The common element between Lion Air and Air France crashes is bad sensor data: AOA and airspeed, respectively. A computerized system, no matter how sophisticated, cannot protect pilots from themselves in the absence of accurate sensor data.
> The common element between Lion Air and Air France crashes is bad sensor data
Agreed but the context is completely different. The airbus flight computers rely on data from three sensors and thus are triply redundant. AF447 happened in severe icing conditions with water ingressing into the pitot tubes on the ground. All three pitot tubes froze, causing all three sensors to report bad data. The aircraft identified the discrepancy and degraded from normal law to alternate law as expected so it would not make any decisions based on the faulty data. The crash ultimately was caused by the pilots being disoriented because of the very low visibility. The sidestick issue is a different discussion, but its not related to the 737MAX accidents.
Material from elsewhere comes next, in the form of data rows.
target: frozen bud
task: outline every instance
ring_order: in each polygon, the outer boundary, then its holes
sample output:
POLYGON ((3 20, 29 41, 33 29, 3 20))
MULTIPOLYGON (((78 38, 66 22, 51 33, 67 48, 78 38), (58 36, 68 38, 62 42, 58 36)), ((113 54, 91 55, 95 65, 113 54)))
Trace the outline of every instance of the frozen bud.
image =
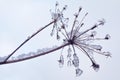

The MCAS system on the other hand is not triply redundant, and that's what people have issue with. Boeing itself has more redundant envelope protections on the newer models like the 777 and 787.
Although it is perfectly possible to fly an aircraft with the loss of certain instruments. And even if the plane is in a stall, there are established procedures for getting out of it that don't involve flying the plane into the ground. But the computer would need to be prepared to disregard some data in favour of other data.
For those of us non-experts, I am glad that it was brought up because that accident immediately came to mind for me as well, and I was curious about the differences between them. Thank you for the comparison!
On the Max 8 a bad sensor is causing an automated system to misbehave, and may have resulted in crashes.
On AF447 ice blocking the pitot-static system caused automated systems to go offline (enter Alternative Law), and loss of situational awareness caused the pilots to crash their aircraft under manual control.
If you read the final report[0] you'll see that pilot error and loss of basic airman-ship caused the accident. There's always improvements to the airframe to mitigate the human component, but acting like these two are somehow different sides of the same coin is disingenuous.
I'm not actually sure why you brought it up. Comes across as "look they're both just as bad" while ignoring key details about AF447.